Technology is all about driving human progress – and this year has accelerated that. But the key word here is human. With the rise of Account Based Marketing in recent years, targeting the whole ‘buying team’ is on everyone’s agenda. But with so many people remote working, it’s crucial to remember that end users are real people, regardless of the complexities or sophistication of the tech they’re buying. So B2B tech marketers should think beyond specific services, products or platforms and look to create campaigns that speak to the people behind the business. B2B purchasers are almost 50% more likely to buy a product when they see personal value in the content.

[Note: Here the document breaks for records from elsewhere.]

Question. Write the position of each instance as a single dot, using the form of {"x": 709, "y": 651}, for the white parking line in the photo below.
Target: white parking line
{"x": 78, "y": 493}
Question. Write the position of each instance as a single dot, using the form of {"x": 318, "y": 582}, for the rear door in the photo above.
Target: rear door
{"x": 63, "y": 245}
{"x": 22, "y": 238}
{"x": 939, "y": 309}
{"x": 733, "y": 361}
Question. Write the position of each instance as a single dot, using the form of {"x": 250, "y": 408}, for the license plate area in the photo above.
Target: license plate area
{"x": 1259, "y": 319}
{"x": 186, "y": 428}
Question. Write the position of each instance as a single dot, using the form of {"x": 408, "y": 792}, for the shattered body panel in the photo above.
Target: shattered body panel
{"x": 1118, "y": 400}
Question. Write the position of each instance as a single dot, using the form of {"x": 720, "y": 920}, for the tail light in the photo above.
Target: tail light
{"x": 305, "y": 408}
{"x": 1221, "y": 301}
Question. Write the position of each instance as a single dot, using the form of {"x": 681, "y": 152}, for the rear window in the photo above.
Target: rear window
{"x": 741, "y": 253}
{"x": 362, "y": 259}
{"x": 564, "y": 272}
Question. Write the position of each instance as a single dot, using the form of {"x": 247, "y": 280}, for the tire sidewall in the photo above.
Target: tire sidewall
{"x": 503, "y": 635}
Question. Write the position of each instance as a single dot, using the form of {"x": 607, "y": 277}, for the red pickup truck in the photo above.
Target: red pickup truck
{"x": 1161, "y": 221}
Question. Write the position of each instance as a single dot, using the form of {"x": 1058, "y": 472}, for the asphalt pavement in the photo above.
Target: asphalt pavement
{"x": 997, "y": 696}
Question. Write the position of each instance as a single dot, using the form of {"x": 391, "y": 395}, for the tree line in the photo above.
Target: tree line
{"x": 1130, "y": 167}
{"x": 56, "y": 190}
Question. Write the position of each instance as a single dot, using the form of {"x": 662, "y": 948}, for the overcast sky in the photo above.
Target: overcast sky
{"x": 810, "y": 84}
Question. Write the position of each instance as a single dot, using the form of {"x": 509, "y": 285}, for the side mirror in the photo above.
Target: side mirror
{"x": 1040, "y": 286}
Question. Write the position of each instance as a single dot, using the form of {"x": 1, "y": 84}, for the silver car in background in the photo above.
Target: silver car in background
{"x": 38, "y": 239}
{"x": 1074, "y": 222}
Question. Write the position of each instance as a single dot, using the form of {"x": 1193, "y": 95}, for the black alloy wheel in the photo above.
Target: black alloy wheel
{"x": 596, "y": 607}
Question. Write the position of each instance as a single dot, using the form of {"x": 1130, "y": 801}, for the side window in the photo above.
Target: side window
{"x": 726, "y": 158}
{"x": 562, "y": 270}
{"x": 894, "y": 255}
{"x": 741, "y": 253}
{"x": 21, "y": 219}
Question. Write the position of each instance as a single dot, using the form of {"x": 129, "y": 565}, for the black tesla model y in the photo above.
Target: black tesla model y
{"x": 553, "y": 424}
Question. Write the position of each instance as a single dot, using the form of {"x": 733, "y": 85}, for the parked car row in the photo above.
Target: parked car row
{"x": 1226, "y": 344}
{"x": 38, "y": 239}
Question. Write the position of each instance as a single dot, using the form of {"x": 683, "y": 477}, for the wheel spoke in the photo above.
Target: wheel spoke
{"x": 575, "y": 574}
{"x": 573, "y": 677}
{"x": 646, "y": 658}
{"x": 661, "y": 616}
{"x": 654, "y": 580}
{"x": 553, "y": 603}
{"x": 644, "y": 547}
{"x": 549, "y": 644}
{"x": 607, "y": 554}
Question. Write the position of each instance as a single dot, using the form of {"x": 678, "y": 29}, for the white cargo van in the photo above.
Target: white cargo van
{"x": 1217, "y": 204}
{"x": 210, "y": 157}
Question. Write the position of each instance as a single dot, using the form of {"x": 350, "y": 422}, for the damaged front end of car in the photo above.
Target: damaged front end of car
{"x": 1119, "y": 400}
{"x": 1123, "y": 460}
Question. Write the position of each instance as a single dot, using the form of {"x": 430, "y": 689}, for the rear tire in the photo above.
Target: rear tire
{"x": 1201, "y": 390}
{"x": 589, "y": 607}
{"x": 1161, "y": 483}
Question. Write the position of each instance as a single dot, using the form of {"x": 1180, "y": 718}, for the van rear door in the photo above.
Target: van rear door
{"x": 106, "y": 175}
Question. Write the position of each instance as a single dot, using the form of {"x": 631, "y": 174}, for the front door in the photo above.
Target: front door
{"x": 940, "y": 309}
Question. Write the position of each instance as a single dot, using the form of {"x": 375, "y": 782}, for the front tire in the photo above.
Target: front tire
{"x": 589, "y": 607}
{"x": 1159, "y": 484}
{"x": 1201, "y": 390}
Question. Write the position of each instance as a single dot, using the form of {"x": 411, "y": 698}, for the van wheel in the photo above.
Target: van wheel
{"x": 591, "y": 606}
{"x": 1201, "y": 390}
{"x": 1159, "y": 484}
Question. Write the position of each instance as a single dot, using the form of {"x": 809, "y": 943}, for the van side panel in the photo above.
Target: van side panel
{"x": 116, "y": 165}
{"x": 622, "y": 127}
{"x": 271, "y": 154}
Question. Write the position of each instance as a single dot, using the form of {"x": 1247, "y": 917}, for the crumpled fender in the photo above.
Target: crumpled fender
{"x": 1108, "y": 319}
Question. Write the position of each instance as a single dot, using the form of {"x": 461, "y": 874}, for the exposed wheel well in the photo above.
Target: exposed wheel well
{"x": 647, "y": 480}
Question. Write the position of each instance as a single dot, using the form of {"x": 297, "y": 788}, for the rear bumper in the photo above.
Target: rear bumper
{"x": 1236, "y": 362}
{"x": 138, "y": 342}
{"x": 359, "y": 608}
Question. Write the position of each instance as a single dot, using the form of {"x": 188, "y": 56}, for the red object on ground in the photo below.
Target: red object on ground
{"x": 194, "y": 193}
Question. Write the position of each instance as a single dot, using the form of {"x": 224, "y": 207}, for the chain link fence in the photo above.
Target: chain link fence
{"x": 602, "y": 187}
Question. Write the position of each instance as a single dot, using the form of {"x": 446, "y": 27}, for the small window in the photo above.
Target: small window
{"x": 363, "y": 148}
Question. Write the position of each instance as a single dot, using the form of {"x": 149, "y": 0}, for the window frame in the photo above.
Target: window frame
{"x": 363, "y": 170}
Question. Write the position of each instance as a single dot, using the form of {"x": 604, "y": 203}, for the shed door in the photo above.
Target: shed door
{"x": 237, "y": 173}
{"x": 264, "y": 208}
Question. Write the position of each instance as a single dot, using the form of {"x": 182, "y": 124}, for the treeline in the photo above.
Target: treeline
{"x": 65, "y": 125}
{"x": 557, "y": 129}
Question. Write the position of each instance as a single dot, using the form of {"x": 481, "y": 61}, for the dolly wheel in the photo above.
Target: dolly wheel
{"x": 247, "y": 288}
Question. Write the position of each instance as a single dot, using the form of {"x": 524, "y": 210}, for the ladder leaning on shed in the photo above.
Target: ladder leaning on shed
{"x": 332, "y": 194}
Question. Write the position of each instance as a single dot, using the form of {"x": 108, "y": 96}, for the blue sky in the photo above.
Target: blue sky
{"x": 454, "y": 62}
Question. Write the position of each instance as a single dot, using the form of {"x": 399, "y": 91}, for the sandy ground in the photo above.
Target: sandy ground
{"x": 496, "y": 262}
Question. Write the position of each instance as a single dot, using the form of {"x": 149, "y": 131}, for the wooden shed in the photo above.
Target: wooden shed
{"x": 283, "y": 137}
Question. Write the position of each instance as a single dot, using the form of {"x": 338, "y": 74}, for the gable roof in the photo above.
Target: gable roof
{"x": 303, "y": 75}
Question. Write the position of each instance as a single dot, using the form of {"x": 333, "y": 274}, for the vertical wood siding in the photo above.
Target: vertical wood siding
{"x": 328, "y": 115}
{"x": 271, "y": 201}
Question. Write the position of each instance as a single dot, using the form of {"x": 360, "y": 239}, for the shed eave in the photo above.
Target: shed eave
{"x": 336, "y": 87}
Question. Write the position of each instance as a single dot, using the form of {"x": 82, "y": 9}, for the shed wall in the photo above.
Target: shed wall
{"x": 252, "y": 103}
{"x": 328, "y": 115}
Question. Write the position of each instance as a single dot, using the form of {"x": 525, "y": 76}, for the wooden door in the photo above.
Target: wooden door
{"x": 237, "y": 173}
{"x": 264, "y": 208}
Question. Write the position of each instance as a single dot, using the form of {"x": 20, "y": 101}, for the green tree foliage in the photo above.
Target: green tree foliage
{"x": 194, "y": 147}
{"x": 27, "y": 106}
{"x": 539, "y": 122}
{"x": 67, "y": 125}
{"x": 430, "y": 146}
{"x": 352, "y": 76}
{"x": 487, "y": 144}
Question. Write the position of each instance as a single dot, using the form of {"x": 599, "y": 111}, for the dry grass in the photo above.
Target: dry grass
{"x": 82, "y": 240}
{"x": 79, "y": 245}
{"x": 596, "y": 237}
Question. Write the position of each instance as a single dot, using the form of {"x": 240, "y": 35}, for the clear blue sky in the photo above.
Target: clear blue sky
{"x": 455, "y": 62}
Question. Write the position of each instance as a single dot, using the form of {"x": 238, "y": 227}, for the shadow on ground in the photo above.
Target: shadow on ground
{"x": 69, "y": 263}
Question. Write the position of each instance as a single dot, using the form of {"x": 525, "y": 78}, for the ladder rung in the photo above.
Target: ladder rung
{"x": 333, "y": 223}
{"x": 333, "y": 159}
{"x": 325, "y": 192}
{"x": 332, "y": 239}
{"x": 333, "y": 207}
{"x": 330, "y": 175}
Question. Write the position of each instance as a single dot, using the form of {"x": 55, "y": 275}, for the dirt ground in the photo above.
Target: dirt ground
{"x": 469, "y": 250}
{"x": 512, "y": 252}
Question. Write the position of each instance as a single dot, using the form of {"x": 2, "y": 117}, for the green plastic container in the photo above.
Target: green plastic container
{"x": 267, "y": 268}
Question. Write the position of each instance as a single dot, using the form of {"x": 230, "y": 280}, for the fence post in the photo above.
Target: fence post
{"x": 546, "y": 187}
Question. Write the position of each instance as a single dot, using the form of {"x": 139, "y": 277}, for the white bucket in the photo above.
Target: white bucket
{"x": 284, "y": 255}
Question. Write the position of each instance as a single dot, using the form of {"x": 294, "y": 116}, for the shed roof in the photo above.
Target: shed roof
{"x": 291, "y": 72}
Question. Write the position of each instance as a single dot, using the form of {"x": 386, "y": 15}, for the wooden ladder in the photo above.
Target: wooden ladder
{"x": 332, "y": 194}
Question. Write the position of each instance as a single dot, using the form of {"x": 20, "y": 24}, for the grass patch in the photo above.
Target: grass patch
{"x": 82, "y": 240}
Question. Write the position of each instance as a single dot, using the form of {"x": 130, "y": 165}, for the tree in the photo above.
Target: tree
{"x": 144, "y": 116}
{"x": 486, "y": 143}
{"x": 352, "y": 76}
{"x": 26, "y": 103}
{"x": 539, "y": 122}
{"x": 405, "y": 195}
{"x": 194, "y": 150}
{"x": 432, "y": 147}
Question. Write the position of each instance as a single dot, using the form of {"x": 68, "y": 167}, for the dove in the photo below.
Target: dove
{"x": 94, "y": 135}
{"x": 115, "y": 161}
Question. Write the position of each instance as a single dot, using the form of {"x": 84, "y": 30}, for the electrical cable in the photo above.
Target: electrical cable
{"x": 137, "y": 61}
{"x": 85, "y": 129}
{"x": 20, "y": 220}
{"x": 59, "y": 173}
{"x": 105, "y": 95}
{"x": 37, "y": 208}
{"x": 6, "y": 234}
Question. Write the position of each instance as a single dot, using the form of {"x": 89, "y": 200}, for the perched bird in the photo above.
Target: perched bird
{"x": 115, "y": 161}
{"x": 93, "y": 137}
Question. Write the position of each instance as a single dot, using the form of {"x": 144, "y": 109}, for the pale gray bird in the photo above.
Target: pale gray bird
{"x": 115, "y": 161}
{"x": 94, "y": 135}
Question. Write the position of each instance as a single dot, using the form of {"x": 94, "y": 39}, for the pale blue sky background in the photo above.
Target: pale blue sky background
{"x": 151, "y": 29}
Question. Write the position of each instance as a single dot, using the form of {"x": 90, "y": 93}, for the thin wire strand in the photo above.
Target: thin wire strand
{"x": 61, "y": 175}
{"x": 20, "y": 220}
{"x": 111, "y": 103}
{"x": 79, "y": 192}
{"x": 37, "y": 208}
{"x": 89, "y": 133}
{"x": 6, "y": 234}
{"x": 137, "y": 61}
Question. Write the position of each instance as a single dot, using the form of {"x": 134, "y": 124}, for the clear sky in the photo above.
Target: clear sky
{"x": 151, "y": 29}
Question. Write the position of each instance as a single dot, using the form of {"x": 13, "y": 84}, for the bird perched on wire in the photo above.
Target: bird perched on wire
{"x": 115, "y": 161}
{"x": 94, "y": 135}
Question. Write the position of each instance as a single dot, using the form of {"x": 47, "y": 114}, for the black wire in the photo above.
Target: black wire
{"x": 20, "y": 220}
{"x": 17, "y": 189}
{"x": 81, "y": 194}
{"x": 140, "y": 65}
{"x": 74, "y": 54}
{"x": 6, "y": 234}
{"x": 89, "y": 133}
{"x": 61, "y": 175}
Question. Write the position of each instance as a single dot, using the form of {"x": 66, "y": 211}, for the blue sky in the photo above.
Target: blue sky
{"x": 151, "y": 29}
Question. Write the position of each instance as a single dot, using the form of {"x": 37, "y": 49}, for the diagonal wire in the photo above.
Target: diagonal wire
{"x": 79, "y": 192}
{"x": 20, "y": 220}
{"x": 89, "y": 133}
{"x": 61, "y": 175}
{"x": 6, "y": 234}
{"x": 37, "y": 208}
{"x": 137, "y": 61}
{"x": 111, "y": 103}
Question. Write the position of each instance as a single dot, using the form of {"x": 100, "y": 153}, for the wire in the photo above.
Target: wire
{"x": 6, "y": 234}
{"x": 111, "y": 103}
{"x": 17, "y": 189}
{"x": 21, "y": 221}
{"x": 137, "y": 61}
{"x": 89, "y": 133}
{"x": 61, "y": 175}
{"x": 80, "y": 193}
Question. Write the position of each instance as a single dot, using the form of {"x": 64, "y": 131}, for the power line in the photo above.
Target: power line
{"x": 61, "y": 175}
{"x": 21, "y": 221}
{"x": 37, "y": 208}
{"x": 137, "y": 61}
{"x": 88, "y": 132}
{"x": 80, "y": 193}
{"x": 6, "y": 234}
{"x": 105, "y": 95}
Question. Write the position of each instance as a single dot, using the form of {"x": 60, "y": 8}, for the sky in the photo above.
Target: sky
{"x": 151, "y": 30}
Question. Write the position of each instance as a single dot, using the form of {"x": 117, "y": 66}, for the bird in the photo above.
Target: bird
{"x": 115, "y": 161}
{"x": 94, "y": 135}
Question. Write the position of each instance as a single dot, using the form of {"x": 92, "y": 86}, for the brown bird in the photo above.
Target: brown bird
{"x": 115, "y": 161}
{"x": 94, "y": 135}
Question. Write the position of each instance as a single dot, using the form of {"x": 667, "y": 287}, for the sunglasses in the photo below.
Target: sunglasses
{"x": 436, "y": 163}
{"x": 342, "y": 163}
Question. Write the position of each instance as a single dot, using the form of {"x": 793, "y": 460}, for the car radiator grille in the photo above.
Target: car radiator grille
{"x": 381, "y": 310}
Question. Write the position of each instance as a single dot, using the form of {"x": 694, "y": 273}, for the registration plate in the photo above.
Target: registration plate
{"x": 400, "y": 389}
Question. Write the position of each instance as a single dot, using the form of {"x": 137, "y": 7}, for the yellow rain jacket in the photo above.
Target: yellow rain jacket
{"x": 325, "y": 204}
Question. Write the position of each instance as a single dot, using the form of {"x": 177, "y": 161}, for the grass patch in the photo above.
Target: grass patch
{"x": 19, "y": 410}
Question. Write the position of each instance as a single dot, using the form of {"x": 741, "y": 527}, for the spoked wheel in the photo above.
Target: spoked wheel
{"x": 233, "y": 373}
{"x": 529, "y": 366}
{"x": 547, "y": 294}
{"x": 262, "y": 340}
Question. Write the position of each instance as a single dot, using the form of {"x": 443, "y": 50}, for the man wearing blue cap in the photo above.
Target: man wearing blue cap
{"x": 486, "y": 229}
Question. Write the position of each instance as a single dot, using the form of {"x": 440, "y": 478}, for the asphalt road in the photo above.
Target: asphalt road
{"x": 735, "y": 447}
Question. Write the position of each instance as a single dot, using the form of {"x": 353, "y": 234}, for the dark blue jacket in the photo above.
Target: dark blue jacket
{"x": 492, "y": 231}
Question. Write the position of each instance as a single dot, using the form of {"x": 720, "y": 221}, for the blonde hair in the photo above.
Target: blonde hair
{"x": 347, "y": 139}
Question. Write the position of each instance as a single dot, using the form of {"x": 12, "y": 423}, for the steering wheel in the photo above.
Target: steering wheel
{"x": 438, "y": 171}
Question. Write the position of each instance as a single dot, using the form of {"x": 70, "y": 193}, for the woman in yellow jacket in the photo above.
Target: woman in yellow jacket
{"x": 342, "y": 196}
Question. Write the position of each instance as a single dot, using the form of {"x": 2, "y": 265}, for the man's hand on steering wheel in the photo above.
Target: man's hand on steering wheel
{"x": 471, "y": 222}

Buyers want to feel a connection, that the brand is on their side and genuinely wants to help them shine in their role, see their business succeed from the investment in IT solutions, so appeal to these needs and you’re onto a winner.
Tell a story
Lockdown may have physically separated colleagues, friends and family, but at some point or another, we’ve all felt a real sense of community spirit during the pandemic, notably in the world of small business. Upbeat and optimistic B2B campaigns that tell a human story can reflect this and add warmth and positivity to often dry technology marketing. Consider the everyday, real-life problems that tech leaders and decision makers might be facing – are they struggling with their video conference calls because of connectivity issues? Are they finding it hard to retrieve crucial documents from the cloud ahead of an important meeting? Creative storytelling in your campaigns that touches on issues like these that everyone recognises, will speak to the viewer and position your company as a solution to those problems. Consider every part of the campaign through this lens – are you using relevant visuals, colour palettes, and a poignant soundtrack? What format does your content take and what information are you providing at what stage of the purchase process?
If you can augment a compelling, emotion driven campaign with complementary content around the same themes across social media, you are reinforcing your relevance to your buyers’ lives syncing with their content consumption behaviours. Stretching and extending your narrative will make for an even stronger communications strategy.
WFH has changed how best B2B tech marketers can reach IT solutions decision makers; many technology brands are rethinking their approach to marketing and content strategy – and if they’re not, they should be. With 41% of IT decision makers anticipating that their tech budgets will increase in the next few months, now is the time for braver, more creative campaigns to stand out and reach them.